Was ich nicht mehr nachvollziehen kann: Von welchem Typus Mensch wir regiert werden, von welch ignorantem und bürgerfernen, um nicht zu sagen: -feindlichen Typus Mensch über Wohl und Wehe unseres Landes und seiner Bevölkerung entschieden wird. Nur leider kann ich mir jene ebenso wenig aussuchen wie umgekehrt.
Zur Demo selbst: Ich bin froh, dass ich gestern Gelegenheit hatte, aus erster Hand ein Bild von unserem "freiheitlich-demokratischen Staat" gewonnen zu haben. Der vor dem Brandenburger Tor und auf der Straße des 17. Juni mit Wasserwerfern, Tränengas und Schlagstöcken gegen die Demonstranten vorging. Wenn es auch nicht neu war, siehe Stuttgart21 oder neulich in Frankfurt. In den Polizeiuniformen überwiegend blutjunge Männer und Frauen, die meine Kinder hätten sein können. Nein – die meisten von ihnen waren wohl noch weit jünger. Bezeichnende Episode am Rand: Als die Straße des 17. Juni von Demonstranten geräumt werden sollte, Durchsage der Polizei: Räumen Sie die Straße! Bleiben Sie friedlich! Der größte Teil der Demonstranten räumte die Straße, zog sich in den angrenzenden Park zurück. Woraufhin die Strahlen der Wasserwerfer in den Park gerichtet wurden… Jo. So geht Demokratie. Oder, wie es Horst Seehofer formuliert: Der Rechtsstaat lebt. Wo kämen wir denn hin, wenn jeder Bürger eigenverantwortlich darüber entscheiden könnte, ob und wie er seine Gesundheit schützt?
Manch einen hörte ich zwar sagen, die erlebte Staatsgewalt mache ihn fassungslos oder dafür sei er 89 nicht auf die Straße gegangen, aber diese Leute haben eben einfach ein falsches Demokratieverständnis.
Zur Abstimmung des IfSG: Durchgewunken wurde es mit den Stimmen von CDU, SPD und Grünen.

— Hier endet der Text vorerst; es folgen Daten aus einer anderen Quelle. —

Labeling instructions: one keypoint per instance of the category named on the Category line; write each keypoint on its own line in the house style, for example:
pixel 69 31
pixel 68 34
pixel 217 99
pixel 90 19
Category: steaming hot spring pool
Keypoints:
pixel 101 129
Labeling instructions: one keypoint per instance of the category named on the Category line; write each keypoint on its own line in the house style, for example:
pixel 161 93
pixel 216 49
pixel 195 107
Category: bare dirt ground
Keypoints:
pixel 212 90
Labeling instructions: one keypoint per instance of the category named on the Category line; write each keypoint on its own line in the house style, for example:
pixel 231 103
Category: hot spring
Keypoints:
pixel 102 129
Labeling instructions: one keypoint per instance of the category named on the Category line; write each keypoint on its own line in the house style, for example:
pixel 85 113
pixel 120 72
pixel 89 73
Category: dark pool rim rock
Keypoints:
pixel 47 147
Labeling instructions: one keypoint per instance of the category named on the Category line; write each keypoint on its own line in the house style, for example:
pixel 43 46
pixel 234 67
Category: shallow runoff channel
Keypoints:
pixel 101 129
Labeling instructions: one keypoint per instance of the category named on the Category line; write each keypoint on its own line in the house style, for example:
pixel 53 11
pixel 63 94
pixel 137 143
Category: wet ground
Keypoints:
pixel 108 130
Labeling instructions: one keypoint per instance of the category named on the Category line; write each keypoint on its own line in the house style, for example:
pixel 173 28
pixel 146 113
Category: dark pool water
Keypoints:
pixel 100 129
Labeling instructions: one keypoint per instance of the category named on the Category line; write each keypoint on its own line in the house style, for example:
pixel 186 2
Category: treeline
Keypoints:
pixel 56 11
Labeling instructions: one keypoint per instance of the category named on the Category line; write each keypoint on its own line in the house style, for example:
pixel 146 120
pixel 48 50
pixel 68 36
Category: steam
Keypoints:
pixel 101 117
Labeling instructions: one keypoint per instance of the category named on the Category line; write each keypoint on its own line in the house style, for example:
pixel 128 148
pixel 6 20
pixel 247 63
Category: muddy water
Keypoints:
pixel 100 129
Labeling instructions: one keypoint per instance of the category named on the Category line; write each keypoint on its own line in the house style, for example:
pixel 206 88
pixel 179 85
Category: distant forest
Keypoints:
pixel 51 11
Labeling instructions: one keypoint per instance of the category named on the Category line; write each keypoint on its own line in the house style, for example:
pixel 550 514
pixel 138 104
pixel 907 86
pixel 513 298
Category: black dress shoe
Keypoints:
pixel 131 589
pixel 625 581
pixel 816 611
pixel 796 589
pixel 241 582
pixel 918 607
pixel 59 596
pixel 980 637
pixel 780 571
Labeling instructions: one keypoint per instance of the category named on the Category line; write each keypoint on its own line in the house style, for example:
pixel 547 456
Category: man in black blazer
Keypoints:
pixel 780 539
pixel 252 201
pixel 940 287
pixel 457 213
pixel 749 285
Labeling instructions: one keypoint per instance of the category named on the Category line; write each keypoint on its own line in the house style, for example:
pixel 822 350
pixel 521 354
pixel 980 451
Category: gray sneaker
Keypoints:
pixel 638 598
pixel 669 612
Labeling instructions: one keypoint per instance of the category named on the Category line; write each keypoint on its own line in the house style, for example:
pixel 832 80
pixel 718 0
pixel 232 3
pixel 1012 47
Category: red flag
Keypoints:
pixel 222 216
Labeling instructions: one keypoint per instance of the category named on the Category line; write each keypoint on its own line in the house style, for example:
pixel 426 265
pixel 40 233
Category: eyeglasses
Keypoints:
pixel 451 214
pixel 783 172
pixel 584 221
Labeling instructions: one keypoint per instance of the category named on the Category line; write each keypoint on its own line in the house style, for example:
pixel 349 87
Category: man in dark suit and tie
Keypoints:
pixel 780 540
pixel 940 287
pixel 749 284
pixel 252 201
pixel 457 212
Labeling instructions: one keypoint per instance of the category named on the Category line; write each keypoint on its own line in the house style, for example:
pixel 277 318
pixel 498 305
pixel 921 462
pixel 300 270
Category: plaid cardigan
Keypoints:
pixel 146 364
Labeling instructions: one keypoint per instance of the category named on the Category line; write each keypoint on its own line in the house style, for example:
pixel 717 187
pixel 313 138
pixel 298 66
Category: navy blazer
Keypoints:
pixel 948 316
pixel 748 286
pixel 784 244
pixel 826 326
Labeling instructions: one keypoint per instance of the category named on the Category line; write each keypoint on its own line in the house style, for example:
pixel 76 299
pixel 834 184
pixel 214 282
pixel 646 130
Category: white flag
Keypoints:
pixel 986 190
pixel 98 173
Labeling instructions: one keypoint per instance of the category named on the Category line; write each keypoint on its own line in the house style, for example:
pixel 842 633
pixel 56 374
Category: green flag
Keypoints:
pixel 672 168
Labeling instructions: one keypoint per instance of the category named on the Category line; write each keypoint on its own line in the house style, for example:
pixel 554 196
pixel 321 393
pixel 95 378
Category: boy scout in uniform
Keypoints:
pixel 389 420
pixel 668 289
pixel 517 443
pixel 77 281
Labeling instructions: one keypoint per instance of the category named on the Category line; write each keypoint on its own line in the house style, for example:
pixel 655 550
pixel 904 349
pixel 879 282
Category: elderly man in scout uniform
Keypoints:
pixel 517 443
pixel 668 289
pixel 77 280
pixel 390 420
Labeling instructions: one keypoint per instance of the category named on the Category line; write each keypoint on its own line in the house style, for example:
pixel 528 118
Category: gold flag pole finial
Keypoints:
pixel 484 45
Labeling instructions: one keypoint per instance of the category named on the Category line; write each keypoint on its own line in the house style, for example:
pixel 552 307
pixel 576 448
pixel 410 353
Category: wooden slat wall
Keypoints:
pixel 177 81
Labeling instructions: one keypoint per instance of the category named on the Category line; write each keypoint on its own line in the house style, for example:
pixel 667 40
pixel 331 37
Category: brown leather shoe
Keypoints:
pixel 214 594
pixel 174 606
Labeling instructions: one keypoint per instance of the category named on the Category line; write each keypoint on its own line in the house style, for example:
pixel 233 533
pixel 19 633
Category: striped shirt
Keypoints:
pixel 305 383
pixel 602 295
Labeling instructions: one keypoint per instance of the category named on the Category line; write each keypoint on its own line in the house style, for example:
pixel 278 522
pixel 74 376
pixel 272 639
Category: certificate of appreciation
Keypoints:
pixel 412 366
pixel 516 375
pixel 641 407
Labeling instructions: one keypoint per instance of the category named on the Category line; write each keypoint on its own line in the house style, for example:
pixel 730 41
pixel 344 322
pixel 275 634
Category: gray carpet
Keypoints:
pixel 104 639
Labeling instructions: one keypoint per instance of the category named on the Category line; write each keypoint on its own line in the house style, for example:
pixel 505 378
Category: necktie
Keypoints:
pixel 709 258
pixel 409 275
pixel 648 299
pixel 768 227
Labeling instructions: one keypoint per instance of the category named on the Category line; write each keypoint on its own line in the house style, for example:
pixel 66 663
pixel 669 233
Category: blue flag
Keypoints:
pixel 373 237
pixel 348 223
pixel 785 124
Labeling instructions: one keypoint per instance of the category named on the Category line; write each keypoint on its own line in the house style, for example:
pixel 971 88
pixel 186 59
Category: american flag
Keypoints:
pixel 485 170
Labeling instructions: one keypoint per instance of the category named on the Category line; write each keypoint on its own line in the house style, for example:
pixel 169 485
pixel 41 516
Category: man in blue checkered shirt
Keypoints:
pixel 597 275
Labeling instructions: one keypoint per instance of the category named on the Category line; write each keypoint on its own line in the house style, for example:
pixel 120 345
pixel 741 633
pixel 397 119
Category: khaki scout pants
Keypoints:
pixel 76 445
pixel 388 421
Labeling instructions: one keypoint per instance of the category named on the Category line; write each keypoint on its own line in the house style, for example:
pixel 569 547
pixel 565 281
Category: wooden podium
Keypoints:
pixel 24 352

Zwar hört man, die Grünen hätten im Vorfeld „Bauchschmerzen“ gehabt, aber mei, dös gibt sich. Als hoffnungsvoller Koalitionspartner der CDU in spe muss man eben auch die eine oder andere unbequeme Entscheidung mittragen. Auch soll nicht allen SPD-Mitgliedern wohl dabei gewesen sein. Weil’s aber eine namentliche Abstimmung war, dürfte sich kaum einer von ihnen der Parteiräson verweigert haben.
Einen schmerzhaften Spagat legen gegenwärtig auch die Linken hin. Einerseits stimmten ihre Parlamentarier gegen das Gesetz, andererseits betrachten viele linksgerichtete Gruppierungen die Gegner der Coronamaßnahmen in Bausch und Bogen als Rechtsextreme. Autsch.

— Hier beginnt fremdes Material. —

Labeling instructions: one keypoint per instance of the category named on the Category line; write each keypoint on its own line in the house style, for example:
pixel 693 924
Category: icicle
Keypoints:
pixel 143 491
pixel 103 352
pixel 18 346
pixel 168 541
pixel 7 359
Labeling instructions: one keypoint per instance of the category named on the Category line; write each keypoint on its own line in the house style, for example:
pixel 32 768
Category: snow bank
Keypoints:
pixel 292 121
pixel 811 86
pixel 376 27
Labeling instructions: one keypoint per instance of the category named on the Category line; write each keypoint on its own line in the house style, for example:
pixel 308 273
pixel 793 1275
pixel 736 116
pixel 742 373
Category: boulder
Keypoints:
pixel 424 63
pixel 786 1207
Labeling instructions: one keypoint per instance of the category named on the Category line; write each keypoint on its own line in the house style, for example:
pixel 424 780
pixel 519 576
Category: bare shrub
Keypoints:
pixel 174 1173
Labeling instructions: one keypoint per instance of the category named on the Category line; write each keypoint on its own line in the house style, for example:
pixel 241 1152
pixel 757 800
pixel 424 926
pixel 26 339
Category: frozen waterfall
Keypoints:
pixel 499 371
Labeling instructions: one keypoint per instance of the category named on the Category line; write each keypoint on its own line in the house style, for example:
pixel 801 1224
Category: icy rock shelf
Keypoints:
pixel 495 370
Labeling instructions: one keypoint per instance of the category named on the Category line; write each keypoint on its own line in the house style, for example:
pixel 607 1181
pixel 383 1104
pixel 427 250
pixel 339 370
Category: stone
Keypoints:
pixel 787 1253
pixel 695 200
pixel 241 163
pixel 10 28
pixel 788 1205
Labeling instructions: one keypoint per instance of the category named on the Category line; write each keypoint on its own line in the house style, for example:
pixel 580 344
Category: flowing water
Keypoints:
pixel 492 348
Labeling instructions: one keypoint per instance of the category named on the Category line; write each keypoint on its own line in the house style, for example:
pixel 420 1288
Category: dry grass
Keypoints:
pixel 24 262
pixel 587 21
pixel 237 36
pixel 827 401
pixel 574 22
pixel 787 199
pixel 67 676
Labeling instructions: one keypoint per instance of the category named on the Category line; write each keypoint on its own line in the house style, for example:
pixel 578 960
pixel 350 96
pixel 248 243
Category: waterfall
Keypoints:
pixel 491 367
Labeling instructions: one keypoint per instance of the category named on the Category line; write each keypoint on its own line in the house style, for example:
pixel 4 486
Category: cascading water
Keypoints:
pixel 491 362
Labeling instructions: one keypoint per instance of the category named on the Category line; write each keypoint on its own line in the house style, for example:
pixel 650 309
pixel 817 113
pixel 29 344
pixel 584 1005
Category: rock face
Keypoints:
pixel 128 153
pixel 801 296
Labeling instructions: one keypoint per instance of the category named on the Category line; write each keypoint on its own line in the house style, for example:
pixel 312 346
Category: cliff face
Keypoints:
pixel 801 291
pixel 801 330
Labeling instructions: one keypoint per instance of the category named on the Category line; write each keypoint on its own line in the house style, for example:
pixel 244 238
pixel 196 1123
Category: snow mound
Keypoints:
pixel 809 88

Ich hatte noch am Vorabend der Demo überlegt, ob ich tatsächlich nach Berlin fahre. Aufstehen mit den Hühnern am Feiertagsmorgen, die Uneinschätzbarkeit des Geschehens im Vorfeld, die Bilder der Polizeigewalt der letzten Großdemo in Berlin im Hinterkopf. Dann aber: Ja! Weil: Wer sich nicht wehrt, lebt verkehrt. In Dresden zurück, war ich froh über diese Erfahrung. Froh, gesehen zu haben, wie Menschen sich für ihre Grundrechte stark machen. Und erfahren zu haben, dass Zusammenhalt noch möglich ist - generationsübergreifend, ideologieübergreifend, länderübergreifend. Distanz wird Verbundenheit.
PS. Innensenator Geisel (jener, der noch am Vortag den Einsatz der Wasserwerfer entschieden ablehnte), spricht von "harten Rechten", die gestern an der Demo teilgenommen hätten. Ich war von 11 - 16 Uhr vor Ort und Augenzeuge durchaus wütender Wortmeldungen seitens Demonstranten, u. a. auch aus alternativen Kreisen, die sich gegen die Willkür des Staates richteten. Rechtsradikale Parolen/Übergriffe - die immerhin massiv gewesen sein müssen, da man seitenlang darüber berichtet - kann ich persönlich nicht bestätigen. Tatsächlich haben die Demo-Teilnehmer das gesamte kritisch denkende Spektrum der Bevölkerung abgebildet.